Florida will no longer require a jury to unanimously recommend the death penalty under a measure signed into law by Gov. Ron DeSantis, a change made in response to outrage over jurors who last fall blocked the death penalty for convicted Parkland killer Nikolas Cruz, reported Politico.
DeSantis approved the bill in a private bill-signing ceremony held in his office with legislative leaders and the sponsors of the legislation.
“Once a defendant in a capital case is found guilty by a unanimous jury, one juror should not be able to veto a capital sentence,” DeSantis said in a statement. “I’m proud to sign legislation that will prevent families from having to endure what the Parkland families have and ensure proper justice will be served in the state of Florida.”
Cruz killed 17 people at Marjory Stoneman Douglas School five years ago and eventually pleaded guilty to murder charges. But DeSantis called for changes to Florida’s death penalty law after three out of the 12 jurors deciding his fate recommended life in prison.
From now on, convicted murderers could receive the death penalty if eight out of the 12 jurors recommend it. It’s a lower threshold than any other states that actively carry out the death penalty. Alabama requires a jury vote of 10-2.
“This bill is about victims’ rights, plain and simple,” said Tony Montalto, whose daughter Gina Montalto was killed by Cruz, in a statement. “It allows the victims of heinous crimes a chance to get justice and have the perpetrators punished to the full extent of the law.”
Florida’s death penalty process has undergone a flurry of litigation over the years. State legislators switched from a simple majority to a 10-2 jury requirement after the U.S. Supreme Court ruled that the state’s process was unconstitutional. But then legislators changed the law to require a unanimous jury recommendation after the Florida Supreme Court ruled in 2016 that it was required.
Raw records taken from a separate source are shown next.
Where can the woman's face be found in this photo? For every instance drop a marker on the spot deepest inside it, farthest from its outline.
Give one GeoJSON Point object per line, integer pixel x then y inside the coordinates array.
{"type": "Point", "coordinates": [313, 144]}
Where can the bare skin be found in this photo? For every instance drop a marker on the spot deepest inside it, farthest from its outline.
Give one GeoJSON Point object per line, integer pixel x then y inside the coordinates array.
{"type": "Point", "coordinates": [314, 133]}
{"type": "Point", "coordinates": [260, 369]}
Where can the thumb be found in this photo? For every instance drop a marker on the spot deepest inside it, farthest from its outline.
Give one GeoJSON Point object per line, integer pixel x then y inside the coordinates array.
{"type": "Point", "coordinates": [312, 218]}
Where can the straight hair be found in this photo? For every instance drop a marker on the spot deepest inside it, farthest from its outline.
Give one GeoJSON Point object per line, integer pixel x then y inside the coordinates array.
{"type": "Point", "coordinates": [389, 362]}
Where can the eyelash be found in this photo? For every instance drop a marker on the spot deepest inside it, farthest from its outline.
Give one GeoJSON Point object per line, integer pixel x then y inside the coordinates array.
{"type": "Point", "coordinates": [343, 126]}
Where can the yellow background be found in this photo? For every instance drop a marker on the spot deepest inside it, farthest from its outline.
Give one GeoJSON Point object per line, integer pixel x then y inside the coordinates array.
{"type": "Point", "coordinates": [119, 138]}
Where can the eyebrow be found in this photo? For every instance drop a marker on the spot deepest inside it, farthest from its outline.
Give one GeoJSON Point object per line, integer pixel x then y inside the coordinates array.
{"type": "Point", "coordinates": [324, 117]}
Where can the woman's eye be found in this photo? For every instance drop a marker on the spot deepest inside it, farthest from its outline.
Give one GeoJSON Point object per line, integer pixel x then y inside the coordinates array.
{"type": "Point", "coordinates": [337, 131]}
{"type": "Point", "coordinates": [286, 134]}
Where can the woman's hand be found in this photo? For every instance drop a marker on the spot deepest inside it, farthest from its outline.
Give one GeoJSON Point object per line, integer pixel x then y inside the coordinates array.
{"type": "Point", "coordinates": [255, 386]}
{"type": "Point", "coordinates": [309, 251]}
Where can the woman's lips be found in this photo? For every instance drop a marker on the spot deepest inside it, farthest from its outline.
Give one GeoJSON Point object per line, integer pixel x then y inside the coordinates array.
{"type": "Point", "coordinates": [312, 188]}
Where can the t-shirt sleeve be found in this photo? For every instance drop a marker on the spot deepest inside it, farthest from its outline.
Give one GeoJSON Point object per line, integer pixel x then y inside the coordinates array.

According to The New York Times, Nearly all of the 27 states that allow the death penalty require unanimous sentencing votes by juries. The new Florida threshold will be lower than the 10-to-2 majority required in Alabama. Indiana and Missouri allow judges to decide the sentence when jurors are divided.
At least 30 inmates who were sentenced to death in Florida have since been exonerated, more than in any other state, according to the Death Penalty Information Center, a nonprofit research organization that opposes capital punishment. More than 300 inmates remain on Florida’s death row.
But the state’s high court — which shifted rightward due to several appointments by DeSantis — retracted that decision four years later and said the previous decision was “wrong.”
While supporters of the bill insist the lower threshold will withstand constitutional muster, opponents counter that the new standard will likely be challenged in federal court.
The legislation, S.B, 450, was supported by both Democrats and Republicans, although most of the “no” votes were from Democrats.
“We are talking about the state injecting chemicals into a person’s body to take their life,” said Rep. Ashley Gantt, a Miami Democrat and an attorney. “And that demands the highest of the threshold of a unanimous jury verdict.”
The death penalty bill was just one of a series criminal justice bills that DeSantis called for ahead of this year’s session. DeSantis, who has made stops across the country to promote a new memoir ahead of an expected presidential run, has lashed out at blue states and “soft-on-crime” prosecutors operating in other parts of the country.